Innanzitutto il portale non è stato ancora sequestrato, poiché il giudice Ghinetti ha inoltrato richiesta di oscuramento del sito agli ISP (Internet Service Provider) che forniscono la connettività agli utenti. Secondo il gip milanese, Rojadirecta, mette a disposizione degli internauti “trasmissioni sportive su cui la Lega Nazionale Giocatori Professionisti di calcio vanta i diritti di privativa”, oltretutto con una “provata finalità lucrativa”, vista la presenza sul sito di banner pubblicitari di diversa natura. Da ciò ne consegue la richiesta di “oscuramento del sito, mediante il ricordato strumento dell’ordine di inibitoria ai fornitori di connettività”. Oscuramento che pare già essere stato applicato da Telecom nei confronti dei propri utenti, ma non da tutti gli altri ISP. Inoltre, a seconda dei DNS utilizzati dagli utenti, alcuni riescono ancora a raggiungere il portale di Rojadirecta, nonostante il proprio fornitore di connettività abbia già provveduto all’inibizione.

Per farla breve, aggirare il blocco è molto semplice: è sufficiente conoscere l’indirizzo IP nativo di Rojadirecta, oppure utilizzare DNS diversi rispetto a quelli forniti dal provider, per rendere completamente vano il provvedimento del Gip di Milano. Intanto, la Lega Calcio, plaude al provvedimento, con una nota stampa ufficiale:

“La Lega Nazionale Professionisti Serie A esprime viva soddisfazione nel verificare che la connessione al sito internet www.rojadirecta.me risulta oggi inaccessibile e inibita dai principali Provider italiani, a seguito di un provvedimento di sequestro emesso dal GIP di Milano, dott. Ghinetti, su richiesta del P.M. dott.ssa Siciliano, si legge nella nota stampa.

L’illecita attività del sito era stato oggetto di un esposto presentato dalla LNPA, che aveva denunciato la sistematica violazione dei propri diritti di sfruttamento su eventi sportivi e calcistici indebitamente diffusi in streaming da Rojadirecta.

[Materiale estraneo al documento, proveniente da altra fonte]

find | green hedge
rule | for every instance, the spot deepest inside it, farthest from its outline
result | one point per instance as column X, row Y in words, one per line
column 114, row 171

La denuncia si è inserita nell’ambito del procedimento contro la pirateria telematica, avviato dalla Procura di Milano su istanza di Mediaset ed intervento della LNPA, che già nello scorso mese di gennaio aveva portato all’oscuramento di 10  siti dediti alla indebita diffusione online di eventi calcistici coperti da privativa, conclude la nota della Lega di A.

Intanto, dopo aver presentato ricorso, uno dei legali di Rojadirecta, l’avvocato Fulvio Sarzana, si è limitato a dire che “è prematuro fare, allo stato degli atti, una valutazione in ordine all’azione della magistratura, in attesa della decisione dei giudici del Riesame”. Inoltre, evidenzia il legale, “non può non ravvisarsi come sia la Corte d’Appello di Madrid che un autorevole Corte statunitense abbiano già stabilito la legittimità dell’attività di Rojadirecta”.